Организаторы больше всего боялись забюрократизированности атмосферы. Сциллу бюрократии они преодолели. Но фестиваль напоролся на Харибду анархии и начал на наших глазах катастрофически тонуть. Сцена шаталась от безалаберной толпы, плесканувшей на нее со всех сторон, как грязная, в нефтяных разводах, волна. Распоясавшееся в буквальном смысле меньшинство объявило, вне зависимости от желания большинства, диктатуру пляжа на сцене. Полицейские в форме держались не менее чем за три километра от сцены, что было с их стороны неглупо. Во времена терроризма даже под плавками мог скрываться револьвер или хотя бы небольшая бомбочка. Полицейские в штатском пошныривали, но, не без резона, побаивались. От государства представительствовали лишь машины «скорой помощи», стоявшие наготове в кустах.
Подходы к сцене, сама сцена и даже микрофоны никем не контролировались. Это была идея свободы публики, идея ее слияния с поэзией, идея поиска молодых неведомых талантов, якобы зарытых в пляжном песке. Но пляжный песок и почва поэзии – разные вещи. Свобода пляжа превратилась в диктатуру пляжа. От шести до девяти вечера приглашались высказаться все желающие.
В девять начинался вечер итальянской поэзии. Но когда итальянские поэты робко появились, пляж, захвативший сцену, и не подумал уступить место. По сцене метались человек сто в плавках или голышом с микрофоном, танцующим из рук в руки. Но вместо того чтобы наконец-то обнаружить свои, неведомые миру таланты, они орали нечто нечленораздельное, ничем не напоминающее стихи, или произносили доморощенные сексуальные или политические декларации.
Некоторые просто-напросто демонстрировали, почему-то перед микрофоном, определенные части тела, как будто эти части готовы были вот-вот задекламировать. Девушка лет семнадцати со слипшимися, мокрыми волосами, пересыпанными песком, держала микрофон минут пять, пошатываясь то ли от перевыпитости, то ли от перекуренности, и вообще ничего не могла сказать – звуки не складывались в слова. На ней была только коротенькая белая маечка, а трусики, видимо, где-то затерялись. Ее восторженно подняли на руки два могучих бородача, чьей единственной одеждой являлись цепочки с медальонами, болтавшиеся на мохнатых грудях, и показали девушку публике, очевидно, как символ великой невысказанности, которая выше поэзии.

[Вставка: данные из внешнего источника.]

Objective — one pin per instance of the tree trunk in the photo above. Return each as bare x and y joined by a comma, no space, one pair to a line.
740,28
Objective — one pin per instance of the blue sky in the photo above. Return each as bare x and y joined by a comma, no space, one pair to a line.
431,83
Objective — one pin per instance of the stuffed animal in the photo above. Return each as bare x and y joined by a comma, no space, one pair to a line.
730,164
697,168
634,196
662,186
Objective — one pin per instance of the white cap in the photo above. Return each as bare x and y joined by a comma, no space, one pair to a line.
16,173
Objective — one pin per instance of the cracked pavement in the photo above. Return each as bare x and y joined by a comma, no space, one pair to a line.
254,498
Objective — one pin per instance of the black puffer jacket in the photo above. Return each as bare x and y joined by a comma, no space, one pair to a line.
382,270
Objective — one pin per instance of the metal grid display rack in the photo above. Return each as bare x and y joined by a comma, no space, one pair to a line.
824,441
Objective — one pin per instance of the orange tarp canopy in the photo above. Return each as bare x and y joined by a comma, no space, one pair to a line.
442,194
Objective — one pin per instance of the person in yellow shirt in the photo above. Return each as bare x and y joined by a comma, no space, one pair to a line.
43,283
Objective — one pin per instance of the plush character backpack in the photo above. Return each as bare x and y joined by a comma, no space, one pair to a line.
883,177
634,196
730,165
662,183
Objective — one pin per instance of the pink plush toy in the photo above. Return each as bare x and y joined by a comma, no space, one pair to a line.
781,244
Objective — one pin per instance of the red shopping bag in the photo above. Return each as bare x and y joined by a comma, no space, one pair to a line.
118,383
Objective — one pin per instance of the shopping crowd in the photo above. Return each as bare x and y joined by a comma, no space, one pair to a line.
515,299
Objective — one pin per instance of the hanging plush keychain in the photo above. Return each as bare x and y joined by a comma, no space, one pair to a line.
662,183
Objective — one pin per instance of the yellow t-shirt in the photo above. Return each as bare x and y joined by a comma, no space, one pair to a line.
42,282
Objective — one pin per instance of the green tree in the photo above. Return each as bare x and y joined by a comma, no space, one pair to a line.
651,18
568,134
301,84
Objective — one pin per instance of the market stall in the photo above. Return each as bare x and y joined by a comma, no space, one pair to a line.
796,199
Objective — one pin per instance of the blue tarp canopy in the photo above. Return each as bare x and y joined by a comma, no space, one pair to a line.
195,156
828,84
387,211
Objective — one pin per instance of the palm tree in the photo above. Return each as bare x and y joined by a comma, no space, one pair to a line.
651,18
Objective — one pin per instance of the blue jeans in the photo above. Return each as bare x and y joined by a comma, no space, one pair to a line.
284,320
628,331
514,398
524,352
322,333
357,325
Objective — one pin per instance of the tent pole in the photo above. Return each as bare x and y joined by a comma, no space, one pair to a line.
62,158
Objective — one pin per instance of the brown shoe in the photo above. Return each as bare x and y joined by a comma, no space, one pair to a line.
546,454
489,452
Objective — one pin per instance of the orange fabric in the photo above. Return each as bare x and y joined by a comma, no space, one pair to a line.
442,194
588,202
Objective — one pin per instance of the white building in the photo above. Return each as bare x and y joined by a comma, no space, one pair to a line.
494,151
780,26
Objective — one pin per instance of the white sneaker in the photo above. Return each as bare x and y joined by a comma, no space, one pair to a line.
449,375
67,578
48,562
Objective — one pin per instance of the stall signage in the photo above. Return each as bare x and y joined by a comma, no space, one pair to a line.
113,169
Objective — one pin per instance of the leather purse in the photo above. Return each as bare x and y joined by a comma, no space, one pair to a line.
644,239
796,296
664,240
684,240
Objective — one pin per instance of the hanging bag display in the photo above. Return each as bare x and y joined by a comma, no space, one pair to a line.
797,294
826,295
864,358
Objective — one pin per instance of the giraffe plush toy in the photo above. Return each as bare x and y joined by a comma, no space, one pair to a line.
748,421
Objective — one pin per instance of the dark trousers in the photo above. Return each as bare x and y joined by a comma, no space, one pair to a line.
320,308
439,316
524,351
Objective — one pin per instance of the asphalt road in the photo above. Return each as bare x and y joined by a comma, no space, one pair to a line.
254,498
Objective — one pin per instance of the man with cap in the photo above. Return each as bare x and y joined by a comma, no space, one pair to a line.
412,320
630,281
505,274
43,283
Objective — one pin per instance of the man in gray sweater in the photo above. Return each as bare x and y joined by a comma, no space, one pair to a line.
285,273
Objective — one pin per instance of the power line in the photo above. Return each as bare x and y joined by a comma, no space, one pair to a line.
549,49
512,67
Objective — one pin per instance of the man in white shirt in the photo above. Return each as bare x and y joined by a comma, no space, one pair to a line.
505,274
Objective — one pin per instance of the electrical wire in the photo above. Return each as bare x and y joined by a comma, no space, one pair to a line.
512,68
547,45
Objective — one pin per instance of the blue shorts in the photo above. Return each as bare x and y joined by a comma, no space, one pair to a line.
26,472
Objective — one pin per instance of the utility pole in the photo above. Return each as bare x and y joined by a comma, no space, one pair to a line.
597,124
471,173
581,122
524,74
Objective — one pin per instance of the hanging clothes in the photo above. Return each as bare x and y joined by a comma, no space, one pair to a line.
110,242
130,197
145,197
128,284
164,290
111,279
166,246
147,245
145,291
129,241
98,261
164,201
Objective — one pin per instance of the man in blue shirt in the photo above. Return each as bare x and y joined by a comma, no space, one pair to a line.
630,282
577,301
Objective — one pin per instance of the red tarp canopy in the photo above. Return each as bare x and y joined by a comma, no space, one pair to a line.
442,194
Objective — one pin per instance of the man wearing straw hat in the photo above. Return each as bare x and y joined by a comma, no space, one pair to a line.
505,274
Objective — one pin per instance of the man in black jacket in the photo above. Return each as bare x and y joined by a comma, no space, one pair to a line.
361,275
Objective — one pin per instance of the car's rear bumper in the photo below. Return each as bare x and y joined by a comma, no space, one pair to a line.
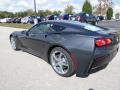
99,61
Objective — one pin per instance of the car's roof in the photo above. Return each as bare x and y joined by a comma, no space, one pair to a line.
66,23
76,25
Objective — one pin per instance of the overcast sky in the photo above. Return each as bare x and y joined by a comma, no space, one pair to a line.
21,5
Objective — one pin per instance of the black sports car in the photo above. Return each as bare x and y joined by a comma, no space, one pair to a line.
70,47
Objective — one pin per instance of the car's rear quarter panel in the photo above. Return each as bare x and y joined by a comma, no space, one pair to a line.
81,49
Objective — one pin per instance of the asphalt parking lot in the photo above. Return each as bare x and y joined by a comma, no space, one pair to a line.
22,71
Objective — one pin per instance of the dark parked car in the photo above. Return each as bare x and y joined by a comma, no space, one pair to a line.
65,16
70,47
50,17
86,17
100,18
18,20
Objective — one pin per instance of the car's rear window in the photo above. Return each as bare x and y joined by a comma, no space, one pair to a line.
88,26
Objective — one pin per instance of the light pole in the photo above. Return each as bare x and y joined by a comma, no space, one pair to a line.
35,11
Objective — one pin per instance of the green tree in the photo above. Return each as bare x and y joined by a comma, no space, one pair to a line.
109,13
87,7
57,12
69,9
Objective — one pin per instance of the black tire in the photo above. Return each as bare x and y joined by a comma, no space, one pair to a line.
15,41
71,69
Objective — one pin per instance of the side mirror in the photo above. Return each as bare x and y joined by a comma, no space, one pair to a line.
25,32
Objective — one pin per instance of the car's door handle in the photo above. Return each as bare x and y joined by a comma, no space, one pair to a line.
45,35
32,35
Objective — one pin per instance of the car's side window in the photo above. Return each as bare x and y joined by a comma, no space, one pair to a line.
46,28
57,28
34,30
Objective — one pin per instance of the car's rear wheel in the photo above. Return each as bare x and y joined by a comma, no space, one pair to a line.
61,62
13,43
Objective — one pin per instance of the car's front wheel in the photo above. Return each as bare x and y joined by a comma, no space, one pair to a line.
61,62
13,43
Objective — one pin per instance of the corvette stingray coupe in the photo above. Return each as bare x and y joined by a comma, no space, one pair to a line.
70,47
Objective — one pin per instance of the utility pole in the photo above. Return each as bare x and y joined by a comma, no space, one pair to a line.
35,11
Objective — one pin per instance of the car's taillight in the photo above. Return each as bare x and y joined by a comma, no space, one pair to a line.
103,42
78,18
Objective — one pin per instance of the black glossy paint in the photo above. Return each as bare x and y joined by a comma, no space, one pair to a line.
79,43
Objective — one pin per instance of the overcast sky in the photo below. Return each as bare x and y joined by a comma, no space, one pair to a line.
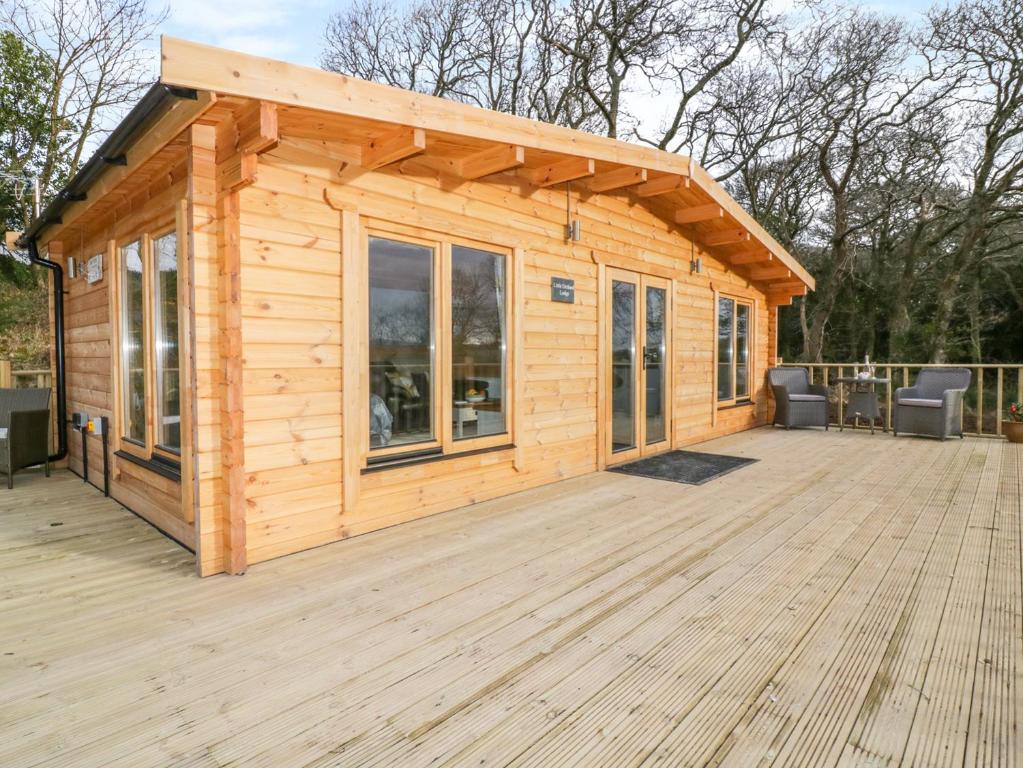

Почему-то приволокли два голых манекена, выглядевшие весьма застенчиво рядом с голыми людьми. Кто-то прохаживался взад-вперед по краю сцены в гигантской карнавальной маске крокодила. Милый улыбчивый человечек, похожий на карлика-переростка, улучая момент, то и дело подскакивал к микрофону и пулеметно отчеканивал афоризмы Платона, Канта, Гегеля, Кропоткина, затем молниеносно удалялся и выжидал следующего момента для произнесения великих мыслей, им коллекционируемых.